Great Eastern Shipping - Q4FY12 Result update - Centrum



Posted On : 2012-05-08 10:00:51( TIMEZONE : IST )

Great Eastern Shipping - Q4FY12 Result update - Centrum

Shipping business continues to be under pressure

Great Eastern Shipping's (GE Shipping) Q4FY12 results were better than expectations. While higher revenue led to better EBITDA and margins, lower depreciation and profit from sale of ships led to higher-than-expected profitability. Movement in foreign currency led to restatement of dollar denominated loans and in accordance with AS-16 Rs341mn was accounted for in interest cost during Q4 (Rs1,290mn for FY12). We have marginally raised our revenue estimates to factor in the depreciation in Re vs USD. However, freight rates are likely to remain under pressure and impact margins going ahead. The company is focused on growing its offshore business under Greatship (India), and has an order book of four vessels, including a 350-foot jack-up rig. Maintain Buy but with a lower target price to Rs288 on our revised estimates.

- Q4 results better: Consolidated revenue grew 36.7% YoY to Rs8,223mn, 11.2% above our estimate. EBITDA grew 10.1% YoY to Rs2,578mn, also 9.9% above our estimates; however, PAT (adjusted for impairment loss) at Rs592mn, was down 38.7% YoY. Shipping revenue increased 14.2% YoY to Rs4,862mn on the back of higher revenue days (up 12.5% YoY to 3,205 days). Offshore revenues grew 45.4% YoY to Rs3,404mn.

- Declining freight rates add pressure on margins: Consolidated EBIDTA margins declined 757bp YoY and 332bp QoQ to 31.3%. Though offshore EBIT remained flat up 1.8% YoY to Rs781mn, its margins declined 983bp YoY to 22.9%. Shipping EBIT (adjusted for impairment) was also flat, down just 0.2% YoY to Rs988mn, while its EBIT margins too declined 293bp YoY to 20.3%.

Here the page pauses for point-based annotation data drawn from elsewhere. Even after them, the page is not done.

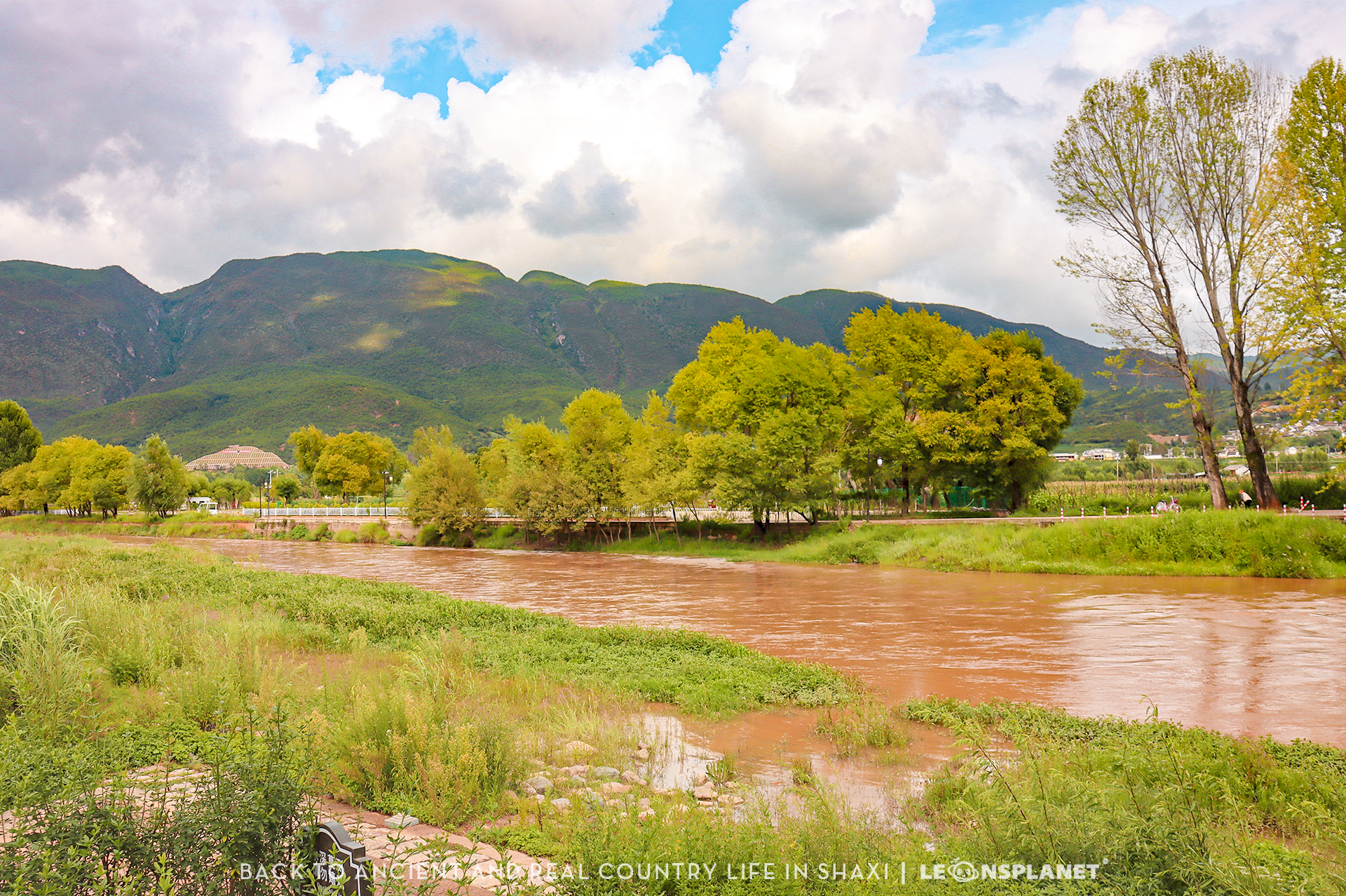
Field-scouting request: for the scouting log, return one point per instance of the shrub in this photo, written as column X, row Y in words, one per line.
column 372, row 533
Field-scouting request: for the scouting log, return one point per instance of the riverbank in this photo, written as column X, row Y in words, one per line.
column 1192, row 544
column 279, row 688
column 1228, row 544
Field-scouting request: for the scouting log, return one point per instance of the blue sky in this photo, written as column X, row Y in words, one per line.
column 698, row 30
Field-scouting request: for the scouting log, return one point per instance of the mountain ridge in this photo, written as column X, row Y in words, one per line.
column 386, row 341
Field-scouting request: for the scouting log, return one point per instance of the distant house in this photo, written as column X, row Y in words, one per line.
column 247, row 456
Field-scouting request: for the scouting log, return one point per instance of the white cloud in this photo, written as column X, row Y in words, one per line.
column 824, row 151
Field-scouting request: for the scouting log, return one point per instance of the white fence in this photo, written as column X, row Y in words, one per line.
column 329, row 512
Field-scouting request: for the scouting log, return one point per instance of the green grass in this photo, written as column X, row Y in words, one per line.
column 700, row 673
column 1170, row 809
column 1189, row 544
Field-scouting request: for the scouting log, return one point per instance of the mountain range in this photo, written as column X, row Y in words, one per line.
column 380, row 341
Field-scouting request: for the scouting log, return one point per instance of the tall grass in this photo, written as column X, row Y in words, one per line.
column 1170, row 809
column 1186, row 544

- Global oversupply adds pressure on freight rates: Freight rates continued to remain under pressure in both the crude and dry bulk segments, impacted by the global slowdown in demand combined with record new-vessel deliveries especially in the dry-bulk segment. While the average time charter yield (TCY) declined 14.1% YoY to $19,830/day in the crude tanker segment, it declined 16.7% YoY to $15,130/day in the dry-bulk carrier segment. Average TCY declined 14.2% YoY to $13,353/day in the product tanker segment.

- Maintain Buy, target price lowered to Rs288: We continue to value GE Shipping on sum-of-the-parts (SOTP) basis on FY14. While we have valued the shipping business at Rs256/share (0.7x FY14 standalone BV), we value offshore business at Rs32/share (6.5x FY14E EBITDA) to arrive at our revised target price of Rs288 (earlier Rs308). The company's standalone NAV at the end of Q4 was down 20.9% YoY and 4.2% QoQ to Rs273.